さて、そういうこなれた作品のひとつ、「耳刈ネルリ」シリーズです。

耳刈ネルリ御入学万歳万歳万々歳 (ファミ通文庫)

耳刈ネルリ御入学万歳万歳万々歳 (ファミ通文庫)

耳刈ネルリと奪われた七人の花婿 (ファミ通文庫)

耳刈ネルリと奪われた七人の花婿 (ファミ通文庫)

耳刈ネルリと十一人の一年十一組 (ファミ通文庫)

耳刈ネルリと十一人の一年十一組 (ファミ通文庫)

一人称の饒舌系文体を売りにした学園物ですが、作品からその一人称の饒舌系文体部分を抜けば、あら不思議、露文学の寄宿舎ものに早代わり。
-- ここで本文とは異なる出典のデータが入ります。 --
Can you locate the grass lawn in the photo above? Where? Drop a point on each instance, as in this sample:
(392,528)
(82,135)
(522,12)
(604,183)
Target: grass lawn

なにこれ素晴らしい。
文学作品に良くある、体制と父性に従順で内向的な主人公が寄宿舎のある学校に進学し、そこで知り合った異質な友人たちとの関わりを契機に体制にささやかな反抗を試みるも最終的には和解したり挫折したりする系の文学作品の、主人公の独白部分をすべてハイテンションでくだらない妄想に変換したら、このシリーズになります。
そう言えば、最近はてなブックマーク界隈で多少話題になっていた
ふしだらなつぶやきを繰り返してた人に天罰が下るまでの一部始終 - Togetter
これも、正にそういう感じの人ですね。こういうところって、誰にでもあると思うんですが、それを文学作品的なフォーマットと主人公に載せるってのが非常に斬新ですよね。
一番自分が面白く感じたのが、ロシア的な寄宿舎生活が地に足を着いた感じで描写されていた点です。こういう、生活の描写がある学園物ライトノベルってのが非常に意外だったので、すごいうれしい。